Bugün için ülkemizde televizyon yayınlarına erişim konusunda oranları siz de tahmin edebilirsiniz sanırım. Birinci sırada ezici bir çoğunlukla uydu geliyor. Onu kablo izliyor, değişmeyen bir oran ile. Ardından emekleme aşamasındaki IPTV şebekelerinin aboneleri, ki RTÜK'ün sınıflandırmasında IPTV'ler de Kablo TV yönetmeliklerine göre işlem görüyor. Karasal televizyon ise analog olarak sürdürülüyor, ancak bu "sürdürme" ne kadar doğru bir ifade belirsiz. 

Normal şartlarda "televizyon" adı verilen ve üzerinde alıcı ünitesi, İngilizce ifadesiyle "tuner : tüner" barındıran "monitör, ekran"ın düğmesine bastığınızda ve bir basit anten taktığınızda yayınına erişebiliyor olmanız gerekir. Eskiden olanaklıydı böylesi bir şey. "Anteni çevir", "karlı görünüyor" ifadelerini bugünün gençleri hiç duymadı muhtemelen.

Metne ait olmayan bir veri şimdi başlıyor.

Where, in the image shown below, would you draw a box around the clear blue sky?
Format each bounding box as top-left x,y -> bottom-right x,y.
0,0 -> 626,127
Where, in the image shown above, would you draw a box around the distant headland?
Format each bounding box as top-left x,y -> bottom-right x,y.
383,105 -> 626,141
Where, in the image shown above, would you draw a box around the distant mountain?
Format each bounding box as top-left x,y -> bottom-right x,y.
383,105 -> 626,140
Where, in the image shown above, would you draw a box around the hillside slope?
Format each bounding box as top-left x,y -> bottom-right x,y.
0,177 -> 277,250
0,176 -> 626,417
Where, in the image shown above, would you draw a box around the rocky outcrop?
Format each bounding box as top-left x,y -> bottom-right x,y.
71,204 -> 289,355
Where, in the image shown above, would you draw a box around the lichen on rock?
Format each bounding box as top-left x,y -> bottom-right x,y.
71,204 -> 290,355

Bu ifadeler ile eriştiğimiz, karasal analog televizyon yayınlarıydı. Uydu ve kablo ortamlarındaki yayınlar, teknolojinin gereği olarak, sayısal hale gelip kalitesi arttı. Karasal şebekede ise bu yönde yapılması gerekenler yapıl(a)madı ve karasal televizyon yayıncılığı unutuldu. Belki unutturuldu demek daha doğru olacak. Tıpkı bir zamanlar musluklarımızdan akan suyu içmeyi unuttuğumuz gibi. 

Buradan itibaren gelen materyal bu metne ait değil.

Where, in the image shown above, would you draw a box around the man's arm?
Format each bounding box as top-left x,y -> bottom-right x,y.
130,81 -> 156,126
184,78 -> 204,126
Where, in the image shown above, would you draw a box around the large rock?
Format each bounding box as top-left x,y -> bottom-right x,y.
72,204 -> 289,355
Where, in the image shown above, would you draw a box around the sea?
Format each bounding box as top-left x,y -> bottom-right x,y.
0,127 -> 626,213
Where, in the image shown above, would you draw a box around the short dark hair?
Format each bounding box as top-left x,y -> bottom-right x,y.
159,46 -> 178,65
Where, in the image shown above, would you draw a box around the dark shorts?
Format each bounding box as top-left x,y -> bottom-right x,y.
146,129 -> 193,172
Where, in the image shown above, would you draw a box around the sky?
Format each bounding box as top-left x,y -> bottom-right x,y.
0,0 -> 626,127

Bugün için evlere damacana ile su almak "doğal", "olması gereken", "başka türlüsü düşünülemeyecek" bir şey haline gelmiş durumda. Kimse "neden biz musluktan akan suyu içemiyoruz gönül rahatlığı ile" diye sormuyor bile. Farklı su üreticilerinin fiyatlarını kıyaslıyoruz. "O pahalı", "şu ucuz ama damacanasında BPL maddesi varmış", "cam damacanalar iyi temizleniyor mu".... Bir çok şeyi konuşuyoruz ancak bundan, çok değil 20 sene önce, musluktan akan suyu hiç düşünmeden, endişe etmeden içebildiğimizi hatırlamıyoruz bile. Su ile televizyonun ne ilgisi var demeyin hemen.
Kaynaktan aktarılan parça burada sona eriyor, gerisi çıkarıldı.